Arizona State University's Humanities Lab and the School of International Letters and Cultures have announced the Humanities Lab’s new administrative affiliation as part of the School of International Letters and Cultures collective.
The Humanities Lab, launched on ASU’s Tempe campus in fall 2017, is an academic initiative that offers students team-taught, problem-focused, humanities-based interdisciplinary courses designed to produce collaborative exploratory learning experiences and outcomes. All labs tackle pressing social challenges that afflict our world today, issues ranging from the future of cars to energy justice in the Navajo Nation, from food sovereignty to dismantling ableism, from human land use in the Amazon and Arizona to the protection of biological and linguistic diversity.
Coming together as part of the school's collective is synergistic. The School of International Letters and Cultures and the Humanities Lab are aligned in their missions to help students become globally informed citizens in a world of complex challenges.
“This affiliation comes at an ideal time when the Humanities Lab and (the school) are experiencing accelerated growth and interest as the pandemic reveals the depth of global inequities as well as the urgency of transnational communication and collaboration,” Humanities Lab Co-director Juliann Vitullo said.
School of International Letters and Cultures Director and longtime supporter Nina Berman expressed her praise for the partnership: “The Humanities Lab is a highly dynamic incubator for innovative teaching at ASU. (The school) is very excited to become the home for the lab, which has been a true trailblazer, both in terms of the content of the courses offered as well as experimental pedagogies.”
Since its early inception, the Humanities Lab has partnered with the School of International Letters and Cultures to bring international perspectives into the lab experience. Collaborations include labs such as: "Re-Envisioning Food Systems" and "Facing Immigration" (fall 2018), "Facing Immigration II" (spring 2019), "Why is the Amazon Burning?" and "Only English?" (fall 2020), and "Sustainable Fashion" and "Information Overload" (coming spring 2021).
The fall 2020 labs Why is the Amazon Burning? and Only English? will be the first School of International Letters and Cultures cross-listed labs to kick off under the affiliation.

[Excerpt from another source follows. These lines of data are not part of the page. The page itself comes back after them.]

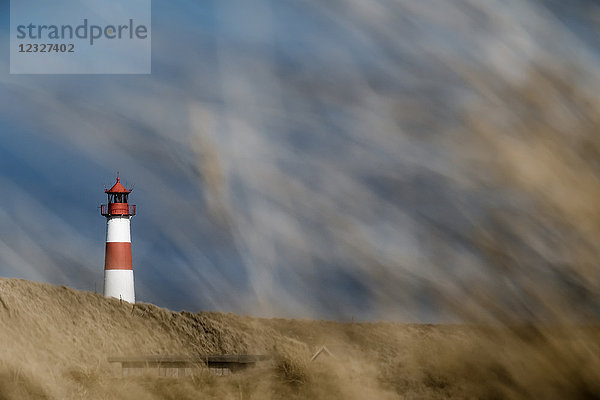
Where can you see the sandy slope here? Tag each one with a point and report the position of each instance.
(56, 339)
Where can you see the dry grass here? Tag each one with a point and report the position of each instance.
(56, 342)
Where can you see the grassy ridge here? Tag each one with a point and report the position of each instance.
(57, 339)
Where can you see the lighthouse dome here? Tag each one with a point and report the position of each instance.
(118, 188)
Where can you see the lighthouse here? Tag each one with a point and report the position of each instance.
(118, 268)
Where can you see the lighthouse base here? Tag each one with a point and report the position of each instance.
(118, 283)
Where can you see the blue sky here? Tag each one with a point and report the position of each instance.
(287, 158)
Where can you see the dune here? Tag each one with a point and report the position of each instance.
(56, 341)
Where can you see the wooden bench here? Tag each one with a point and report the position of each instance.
(181, 366)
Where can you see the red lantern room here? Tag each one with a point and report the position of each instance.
(117, 201)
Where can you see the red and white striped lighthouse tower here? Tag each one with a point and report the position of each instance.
(118, 268)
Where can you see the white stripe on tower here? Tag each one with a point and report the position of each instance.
(118, 267)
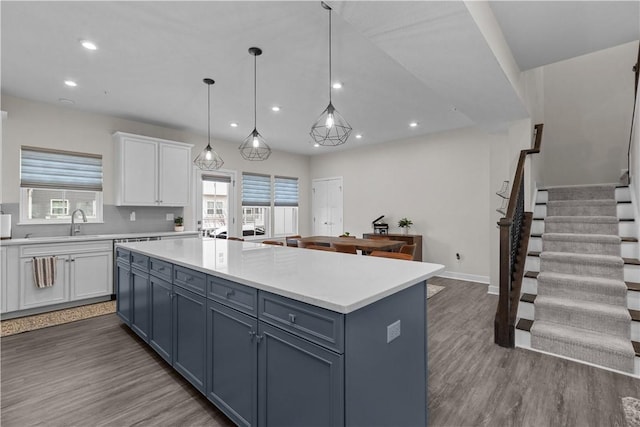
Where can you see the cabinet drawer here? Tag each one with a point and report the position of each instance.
(123, 255)
(140, 261)
(234, 295)
(321, 326)
(161, 269)
(189, 279)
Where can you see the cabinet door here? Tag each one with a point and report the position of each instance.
(161, 331)
(32, 296)
(139, 170)
(232, 363)
(123, 291)
(174, 175)
(189, 323)
(91, 275)
(140, 303)
(300, 383)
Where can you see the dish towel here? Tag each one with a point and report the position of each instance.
(44, 271)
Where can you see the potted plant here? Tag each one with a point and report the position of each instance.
(405, 224)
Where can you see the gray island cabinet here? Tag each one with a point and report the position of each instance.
(338, 349)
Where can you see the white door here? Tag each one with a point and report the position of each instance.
(91, 275)
(327, 207)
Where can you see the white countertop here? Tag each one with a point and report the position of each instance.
(91, 237)
(335, 281)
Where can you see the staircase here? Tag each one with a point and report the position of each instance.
(580, 295)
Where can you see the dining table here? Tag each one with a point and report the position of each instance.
(365, 245)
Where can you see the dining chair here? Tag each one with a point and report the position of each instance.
(292, 240)
(321, 248)
(395, 255)
(408, 249)
(344, 248)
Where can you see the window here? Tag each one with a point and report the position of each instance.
(215, 202)
(55, 183)
(285, 213)
(256, 204)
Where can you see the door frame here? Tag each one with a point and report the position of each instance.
(313, 200)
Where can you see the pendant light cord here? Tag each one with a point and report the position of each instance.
(255, 102)
(329, 56)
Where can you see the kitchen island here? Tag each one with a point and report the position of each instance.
(279, 336)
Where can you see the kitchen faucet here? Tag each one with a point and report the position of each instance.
(75, 229)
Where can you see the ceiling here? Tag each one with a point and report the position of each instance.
(398, 61)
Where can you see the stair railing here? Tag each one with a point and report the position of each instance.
(514, 238)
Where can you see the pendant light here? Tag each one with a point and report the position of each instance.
(208, 159)
(254, 146)
(331, 128)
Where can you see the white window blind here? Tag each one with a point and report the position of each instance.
(62, 170)
(256, 190)
(286, 191)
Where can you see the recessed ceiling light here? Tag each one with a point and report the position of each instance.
(88, 45)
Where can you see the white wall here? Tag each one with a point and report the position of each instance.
(441, 182)
(587, 115)
(50, 126)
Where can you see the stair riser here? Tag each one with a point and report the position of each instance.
(582, 269)
(622, 194)
(627, 249)
(585, 293)
(581, 228)
(594, 355)
(584, 210)
(623, 210)
(583, 319)
(581, 247)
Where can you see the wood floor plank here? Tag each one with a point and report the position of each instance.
(96, 372)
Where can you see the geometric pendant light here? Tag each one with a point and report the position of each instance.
(330, 129)
(254, 147)
(208, 159)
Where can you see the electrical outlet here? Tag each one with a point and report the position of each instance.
(393, 331)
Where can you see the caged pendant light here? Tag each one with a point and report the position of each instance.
(331, 128)
(208, 159)
(254, 146)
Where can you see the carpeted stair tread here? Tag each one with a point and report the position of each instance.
(587, 288)
(594, 347)
(604, 244)
(592, 316)
(596, 207)
(581, 192)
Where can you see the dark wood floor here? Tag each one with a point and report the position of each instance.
(95, 372)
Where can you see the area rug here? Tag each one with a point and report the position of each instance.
(38, 321)
(433, 289)
(631, 408)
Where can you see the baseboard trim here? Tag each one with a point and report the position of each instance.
(466, 277)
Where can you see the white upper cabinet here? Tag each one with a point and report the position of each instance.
(151, 171)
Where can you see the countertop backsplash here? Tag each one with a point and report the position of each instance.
(149, 219)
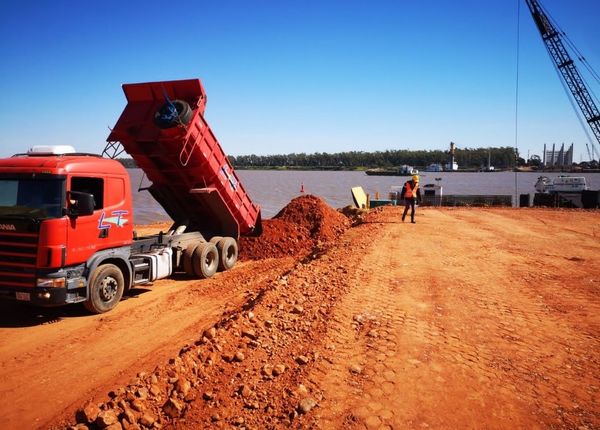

Both labs continue the practice of bringing individuals and community partners from around the globe into their classroom experiences via Zoom and social media.
International study abroad programming is another space in which the two partners see the opportunity to grow together in a significant way.
Some of this had already begun to evolve organically with a collaborative research project and the creation of a new study abroad program developed by faculty team Christiane Reves, from the School of International Letters and Cultures and Sujey Vega, from the School of Social Transformation. Reves and Vega had designed a research project and summer 2020 study abroad experience comparing migration in Berlin and Phoenix as a new project stemming from their 2018 Humanities Lab "Facing Immigration I."
The School of Social Transformation was the inaugural home of the Humanities Lab because of the school’s focus on social justice. The school’s faculty have played and continue to play an important role in the creation of new Humanities Labs.
“The (schools') collaboration is an excellent example of ASU’s commitment to interdisciplinary rigor and creativity,” said Heather Switzer, from the School of Social Transformation and Humanities Lab co-director.
In addition to the School of International Letters and Cultures and the School of Social Transformation, the Humanities Lab currently collaborates with 12 colleges and schools from across all ASU campuses. Vitullo and Switzer invite and welcome exciting and interesting ideas for labs that address urgent social challenges from faculty from across all of ASU’s disciplines and programs.
Both the School of International Letters and Cultures and the Humanities Lab welcome students of all levels — both undergraduate and graduate — and from varying cultural and disciplinary backgrounds to participate in their programs and contribute to the creation of innovative approaches to making a better and more inclusive world.
“Since both (the School of International Letters and Cultures) and the Humanities Lab deeply value bridging cultural gaps as much as historical and cultural contexts, this merger is a very natural fit and we are quite pleased to have been able to bring this affiliation to fruition,” Berman said.